Foreman, owner of Eastover Auto Supply in Oxon Hill, also coated the plates of his eight delivery trucks. He says they previously drew $1,200 in photo-radar fines but none since the application. And he has had no complaints from customers who have bought about 700 cans of the spray at his shop. "If it didn't work, we would've heard about it," he says.
Furman Eldridge of Cheverly bought PhotoBlocker a year ago as "a defense mechanism." He has enough faith in it that he says he gave a can to his pastor.
"I've always been a law-abiding citizen," he says. "You don't want people speeding, but I don't think it should flash you if you're just going five miles over the limit."
As jurisdictions increasingly turn to automated red-light and speed-radar cameras, products promising consumers stealth protection have multiplied. Dozens are on the market. In addition to the products' effectiveness, their use raises legal and ethical questions for consumers.
Cheaper than radar detectors (which are illegal in the District and Virginia), sprays such as PhotoBlocker, Photo Fog ($24) and PhotoStopper ($19.99) are advertised as reflecting the flash back at automated cameras to overexpose the license plate. The photo is said to look like a picture taken with a flash in front of a mirror -- glared.
Other products cover license plates with plastic shields. The Reflector ($19.95) uses reflective sparkles embedded in clear plastic. The PhotoShield ($25) uses a thin prismlike lens. The License Plate Loover ($8.95) blocks the camera's view with an angled louver effect.

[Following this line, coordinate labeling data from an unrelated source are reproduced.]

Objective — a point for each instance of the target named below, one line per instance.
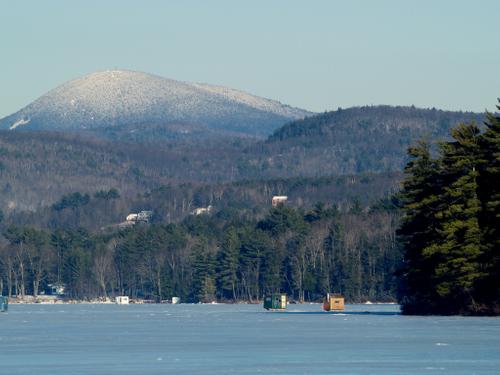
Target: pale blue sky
(318, 55)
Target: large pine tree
(489, 220)
(420, 199)
(450, 225)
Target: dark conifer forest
(450, 224)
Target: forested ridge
(227, 256)
(64, 198)
(37, 168)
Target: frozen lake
(241, 339)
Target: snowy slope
(119, 98)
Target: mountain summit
(119, 99)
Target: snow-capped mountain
(120, 98)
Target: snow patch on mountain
(19, 123)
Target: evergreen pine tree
(227, 264)
(489, 194)
(420, 198)
(459, 243)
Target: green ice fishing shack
(4, 304)
(275, 301)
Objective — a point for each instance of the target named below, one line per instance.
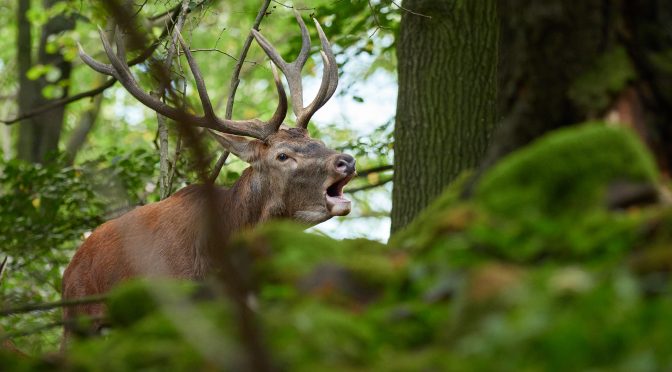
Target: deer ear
(244, 148)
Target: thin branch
(410, 11)
(221, 52)
(375, 19)
(93, 92)
(52, 305)
(12, 335)
(61, 102)
(291, 6)
(164, 165)
(368, 187)
(235, 80)
(378, 169)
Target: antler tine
(281, 110)
(292, 71)
(333, 71)
(198, 77)
(119, 69)
(121, 72)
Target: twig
(218, 166)
(375, 19)
(93, 92)
(378, 169)
(52, 305)
(164, 166)
(44, 327)
(368, 187)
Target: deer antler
(120, 70)
(292, 71)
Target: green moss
(565, 172)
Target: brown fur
(166, 238)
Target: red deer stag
(290, 176)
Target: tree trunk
(564, 62)
(446, 103)
(39, 135)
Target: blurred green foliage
(509, 280)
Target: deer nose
(345, 164)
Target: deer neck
(251, 200)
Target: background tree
(447, 56)
(39, 135)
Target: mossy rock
(565, 173)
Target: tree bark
(446, 102)
(39, 135)
(547, 49)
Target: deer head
(297, 176)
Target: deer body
(290, 176)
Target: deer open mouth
(337, 203)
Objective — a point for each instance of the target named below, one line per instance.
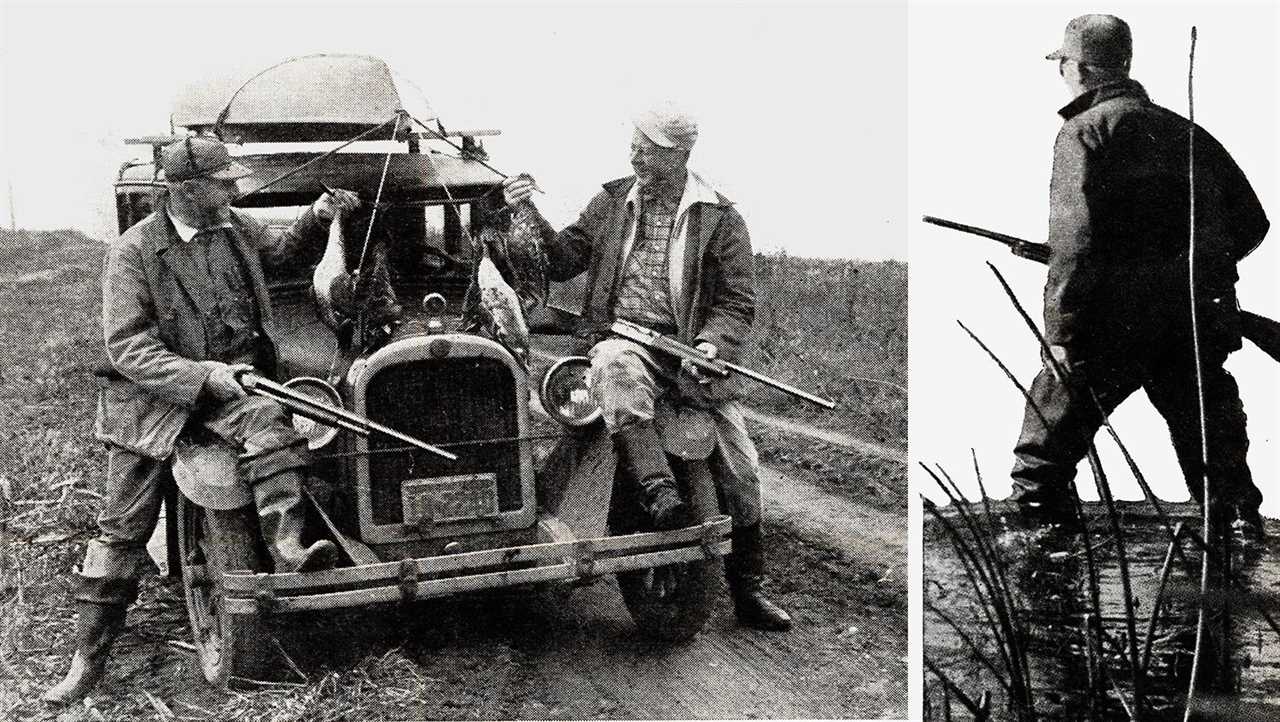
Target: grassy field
(836, 328)
(824, 325)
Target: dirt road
(552, 653)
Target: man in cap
(1116, 301)
(664, 250)
(184, 309)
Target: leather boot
(282, 516)
(645, 460)
(744, 569)
(96, 629)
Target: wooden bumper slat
(566, 570)
(247, 583)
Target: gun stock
(1261, 330)
(653, 339)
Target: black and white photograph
(461, 361)
(1095, 359)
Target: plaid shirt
(644, 292)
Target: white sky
(801, 126)
(982, 123)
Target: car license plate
(449, 498)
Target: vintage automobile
(410, 525)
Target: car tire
(681, 611)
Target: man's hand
(330, 202)
(516, 188)
(708, 350)
(222, 383)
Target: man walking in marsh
(1116, 307)
(664, 250)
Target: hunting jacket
(717, 286)
(1119, 219)
(151, 321)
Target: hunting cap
(668, 126)
(200, 158)
(1098, 40)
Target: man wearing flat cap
(662, 248)
(184, 309)
(1116, 301)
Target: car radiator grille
(443, 401)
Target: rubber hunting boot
(282, 516)
(96, 629)
(645, 460)
(744, 569)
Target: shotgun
(1261, 330)
(714, 366)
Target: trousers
(268, 444)
(1055, 438)
(626, 378)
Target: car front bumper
(580, 560)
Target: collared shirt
(231, 323)
(696, 191)
(188, 232)
(644, 289)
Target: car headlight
(566, 393)
(316, 434)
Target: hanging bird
(516, 250)
(526, 256)
(502, 304)
(332, 266)
(342, 296)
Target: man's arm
(568, 252)
(1247, 222)
(132, 336)
(302, 243)
(300, 246)
(1073, 265)
(731, 307)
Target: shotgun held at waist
(1261, 330)
(656, 341)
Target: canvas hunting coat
(1119, 228)
(152, 309)
(714, 277)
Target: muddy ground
(1048, 585)
(833, 507)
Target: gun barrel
(339, 416)
(1024, 248)
(781, 385)
(1011, 241)
(717, 366)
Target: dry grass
(49, 295)
(836, 328)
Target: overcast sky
(801, 109)
(983, 108)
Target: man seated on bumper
(662, 248)
(184, 309)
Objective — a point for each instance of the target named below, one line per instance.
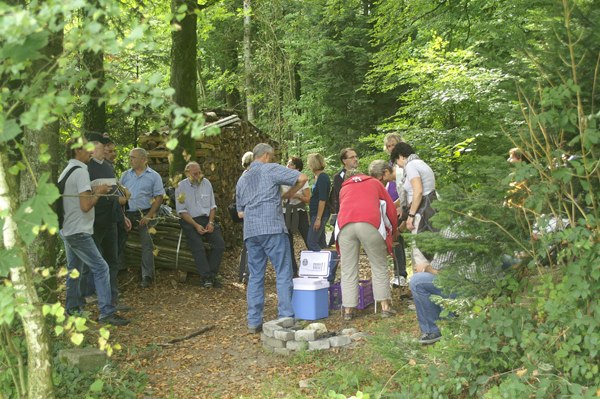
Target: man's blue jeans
(105, 237)
(277, 248)
(315, 240)
(423, 287)
(146, 242)
(81, 249)
(207, 266)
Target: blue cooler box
(311, 290)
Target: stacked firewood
(220, 159)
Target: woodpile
(220, 159)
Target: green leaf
(97, 386)
(9, 258)
(9, 129)
(77, 338)
(172, 144)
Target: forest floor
(225, 361)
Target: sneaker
(255, 329)
(430, 338)
(146, 282)
(114, 319)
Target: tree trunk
(248, 59)
(94, 113)
(43, 251)
(184, 79)
(39, 367)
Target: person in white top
(294, 209)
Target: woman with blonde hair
(318, 210)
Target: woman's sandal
(348, 314)
(385, 313)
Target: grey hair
(389, 137)
(378, 167)
(247, 159)
(192, 163)
(142, 152)
(261, 149)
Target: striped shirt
(197, 199)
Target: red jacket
(359, 202)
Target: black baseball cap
(100, 137)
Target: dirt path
(224, 362)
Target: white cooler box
(310, 299)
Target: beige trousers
(350, 239)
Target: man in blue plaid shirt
(258, 199)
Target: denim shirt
(258, 195)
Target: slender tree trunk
(39, 370)
(184, 79)
(248, 59)
(94, 113)
(43, 250)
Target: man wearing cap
(146, 188)
(79, 199)
(258, 201)
(195, 204)
(105, 221)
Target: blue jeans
(81, 249)
(423, 287)
(105, 237)
(277, 248)
(315, 240)
(207, 266)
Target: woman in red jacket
(367, 217)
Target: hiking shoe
(113, 319)
(146, 282)
(399, 281)
(255, 329)
(430, 338)
(123, 308)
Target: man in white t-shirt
(79, 199)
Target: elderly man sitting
(195, 204)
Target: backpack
(60, 207)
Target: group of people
(271, 199)
(366, 210)
(100, 209)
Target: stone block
(85, 359)
(287, 322)
(319, 344)
(318, 327)
(274, 342)
(340, 340)
(283, 351)
(284, 335)
(358, 336)
(306, 335)
(270, 327)
(297, 345)
(268, 348)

These products sell mostly online, although some have found their way to auto parts stores. PhotoBlocker, for instance, is sold online at PhantomPlate.com and at 10 independent auto supply dealers between Baltimore and Centreville -- and at one car wash.

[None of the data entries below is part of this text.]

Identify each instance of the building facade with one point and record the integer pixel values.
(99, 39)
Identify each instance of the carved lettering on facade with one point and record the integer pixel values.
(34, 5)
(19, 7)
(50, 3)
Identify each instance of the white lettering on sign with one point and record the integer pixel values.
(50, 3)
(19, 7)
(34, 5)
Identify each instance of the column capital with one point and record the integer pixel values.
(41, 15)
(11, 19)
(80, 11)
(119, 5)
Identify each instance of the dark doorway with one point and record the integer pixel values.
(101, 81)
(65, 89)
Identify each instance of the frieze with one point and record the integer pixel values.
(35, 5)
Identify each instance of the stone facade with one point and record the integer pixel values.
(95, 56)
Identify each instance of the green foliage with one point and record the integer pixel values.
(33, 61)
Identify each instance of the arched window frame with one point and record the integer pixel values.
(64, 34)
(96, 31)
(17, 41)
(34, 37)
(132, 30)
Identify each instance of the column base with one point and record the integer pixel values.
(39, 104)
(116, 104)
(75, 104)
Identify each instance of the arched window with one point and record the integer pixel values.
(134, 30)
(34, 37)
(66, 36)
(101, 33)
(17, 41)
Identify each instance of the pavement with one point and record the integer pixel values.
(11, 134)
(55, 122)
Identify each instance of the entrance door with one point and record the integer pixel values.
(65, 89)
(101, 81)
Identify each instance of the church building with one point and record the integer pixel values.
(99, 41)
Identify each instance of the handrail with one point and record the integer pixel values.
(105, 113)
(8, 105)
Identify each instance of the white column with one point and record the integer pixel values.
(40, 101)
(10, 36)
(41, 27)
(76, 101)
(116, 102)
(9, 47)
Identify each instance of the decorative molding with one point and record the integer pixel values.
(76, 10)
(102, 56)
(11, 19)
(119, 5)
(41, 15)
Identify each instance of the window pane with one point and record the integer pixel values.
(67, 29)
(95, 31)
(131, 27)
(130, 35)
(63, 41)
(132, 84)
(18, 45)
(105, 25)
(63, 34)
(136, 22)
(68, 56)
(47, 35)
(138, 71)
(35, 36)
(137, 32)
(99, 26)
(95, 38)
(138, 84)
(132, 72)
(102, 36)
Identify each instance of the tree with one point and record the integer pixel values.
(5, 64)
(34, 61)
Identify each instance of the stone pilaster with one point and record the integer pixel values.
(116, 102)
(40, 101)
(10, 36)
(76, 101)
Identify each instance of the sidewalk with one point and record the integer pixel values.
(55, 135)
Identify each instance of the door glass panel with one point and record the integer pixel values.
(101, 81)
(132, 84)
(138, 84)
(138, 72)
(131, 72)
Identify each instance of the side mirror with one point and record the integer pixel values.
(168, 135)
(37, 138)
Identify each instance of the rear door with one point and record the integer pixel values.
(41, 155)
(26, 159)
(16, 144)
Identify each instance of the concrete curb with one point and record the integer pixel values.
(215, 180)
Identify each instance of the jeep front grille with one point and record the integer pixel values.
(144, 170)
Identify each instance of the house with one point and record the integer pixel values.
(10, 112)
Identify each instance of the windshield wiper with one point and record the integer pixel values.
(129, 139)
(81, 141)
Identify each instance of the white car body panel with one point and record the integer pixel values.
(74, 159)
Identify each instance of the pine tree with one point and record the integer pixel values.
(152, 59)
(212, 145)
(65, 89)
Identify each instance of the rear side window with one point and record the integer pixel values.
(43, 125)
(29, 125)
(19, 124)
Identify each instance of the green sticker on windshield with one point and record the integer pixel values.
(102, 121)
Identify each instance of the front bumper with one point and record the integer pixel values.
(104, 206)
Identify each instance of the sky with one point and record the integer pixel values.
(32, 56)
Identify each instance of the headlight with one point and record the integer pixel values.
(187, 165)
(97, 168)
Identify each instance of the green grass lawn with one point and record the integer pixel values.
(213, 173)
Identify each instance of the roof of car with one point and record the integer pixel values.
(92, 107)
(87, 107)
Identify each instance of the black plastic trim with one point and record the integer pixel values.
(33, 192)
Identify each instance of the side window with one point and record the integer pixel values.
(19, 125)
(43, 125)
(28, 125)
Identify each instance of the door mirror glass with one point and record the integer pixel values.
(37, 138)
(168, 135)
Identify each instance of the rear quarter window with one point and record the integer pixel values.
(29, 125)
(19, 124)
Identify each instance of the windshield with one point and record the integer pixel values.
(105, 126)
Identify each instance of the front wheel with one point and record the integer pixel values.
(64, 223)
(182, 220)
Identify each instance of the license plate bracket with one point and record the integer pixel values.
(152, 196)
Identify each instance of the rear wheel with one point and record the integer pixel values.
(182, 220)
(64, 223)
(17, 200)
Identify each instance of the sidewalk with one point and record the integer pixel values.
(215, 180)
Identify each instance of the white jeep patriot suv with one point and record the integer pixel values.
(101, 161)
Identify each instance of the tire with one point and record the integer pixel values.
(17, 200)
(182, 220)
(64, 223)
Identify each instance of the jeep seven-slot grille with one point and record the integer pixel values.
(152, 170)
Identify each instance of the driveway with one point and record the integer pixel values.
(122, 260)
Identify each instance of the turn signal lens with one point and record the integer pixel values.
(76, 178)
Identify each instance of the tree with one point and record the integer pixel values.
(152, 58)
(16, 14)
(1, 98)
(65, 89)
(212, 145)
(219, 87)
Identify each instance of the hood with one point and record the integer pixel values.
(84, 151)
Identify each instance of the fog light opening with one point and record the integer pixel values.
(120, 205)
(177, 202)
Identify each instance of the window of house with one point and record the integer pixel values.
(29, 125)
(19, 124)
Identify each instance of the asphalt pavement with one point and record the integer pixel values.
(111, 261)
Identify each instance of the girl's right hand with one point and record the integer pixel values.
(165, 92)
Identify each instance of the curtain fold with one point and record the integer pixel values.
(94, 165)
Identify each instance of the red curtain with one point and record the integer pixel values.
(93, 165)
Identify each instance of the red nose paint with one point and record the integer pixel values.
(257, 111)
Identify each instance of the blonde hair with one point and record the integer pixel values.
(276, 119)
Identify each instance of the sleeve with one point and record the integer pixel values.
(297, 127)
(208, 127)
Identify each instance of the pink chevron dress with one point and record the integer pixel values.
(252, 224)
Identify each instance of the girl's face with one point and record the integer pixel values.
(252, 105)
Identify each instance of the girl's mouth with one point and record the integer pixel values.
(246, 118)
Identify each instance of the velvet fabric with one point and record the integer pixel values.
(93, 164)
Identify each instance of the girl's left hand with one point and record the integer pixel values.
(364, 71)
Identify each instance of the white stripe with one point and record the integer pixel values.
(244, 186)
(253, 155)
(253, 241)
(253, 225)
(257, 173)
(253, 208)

"It sells okay. If I could sell it for $5, I could sell a whole lot more," says Harold Berger, owner of Kenilworth Car Wash in Hyattsville. "The people who usually buy it have gotten tickets. People don't want to spend $30 unless they got burned. It's like paying for a ticket upfront, only less."
Joe Scott, marketing director for PhantomPlate, the Alexandria firm that makes PhotoBlocker, says about 100,000 cans have sold in four years. And with traffic camera programs multiplying faster abroad than in the United States, his product is now sold on six continents. "Sales have been phenomenal," he says.
The big questions are: Do these products work, and are they legal?
Former Baltimore police officer Bob Kleebauer conducted his own road test. Late one night in March, he drove to the intersection where his wife got a photo-radar ticket. His license plate coated with PhotoBlocker, he waited until no cars were coming, then ran the light.
He took that "$75 chance" because he believes red-light cameras are revenue traps targeting decent people, says Kleebauer, now a telecom salesman. "Ninety-nine percent of the drivers who get caught are law-abiding citizens who do it accidentally. You are approaching a yellow light and you have a tenth of a second to brake or go. Make the wrong decision and they got you."